Policy on confidential deals
On the M&A side, we will credit a law firm for up to 10 confidential deals per year. Our definition of a confidential deal is a submission that is unable to disclose both the buyer party and the seller party. If that is the case, you still must disclose the deal value and business sector that the deal best falls under.
If your firm submits more than 10 confidential deals, we will credit the firm for the 10 confidential deals that had the highest value. We limit the amount of confidential M&A deals credited to an individual attorney to three per year.
Conversely, on the securities side, we do not accept confidential submissions. Our reasoning behind this is that about 99 percent of the time, the information identifying the company issuing its stock will be publicly available on an SEC document.
We realize that a large majority of all deals that occur involve privately-held companies. Therefore, we do not put a limit to the amount of submissions in which you can provide almost all the information we seek except the deal value. As noted in our survey, if you are unable to give us the deal’s value, you have the option of providing a dollar range that the deal best falls under.
Crediting methodology
Unlike other databases, the Corporate Deal Tracker collects information based on where the lawyer is located, not the company. This means that it doesn’t matter whether a Texas-based lawyer led a deal for a Houston company or a Chinese company; the lawyer and his or her law firm will still receive credit.

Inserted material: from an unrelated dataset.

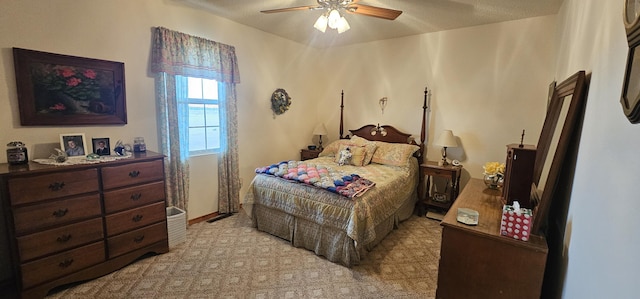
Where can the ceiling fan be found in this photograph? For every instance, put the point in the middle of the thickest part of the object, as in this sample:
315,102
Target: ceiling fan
332,16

Even if a deal was led by a firm’s New York or another out-of-state office, the firm will still receive credit if a Texas-based lawyer was on the deal team and played a significant role in the transaction.
We allow law firms to submit up to two lead attorneys on a deal. If a law firm submits an M&A deal that was led by two Texas-based lawyers, each lawyer will receive a half-credit with respect to the charts we publish on rankings of individual lead lawyers’ deal count. However, if a firm submits a securities offering that involved two lead attorneys, each lead attorney will receive a full credit. We have recently changed our policy on the securities side after receiving strong feedback from readers advising us that it is widely discouraged from a regulatory standpoint for a law firm to have only one lead attorney listed on an S-1 filing.
We recognize that some M&A transactions require legal advisory roles beyond representing the buyer or seller – such as representing the financial advisor that advised the buyer or seller. Because of that, we will give a firm credit if they played a role in the deal beyond representing the buyer or seller, but the lead lawyer of the firm’s deal team will not receive credit on the individual lawyers’ chart.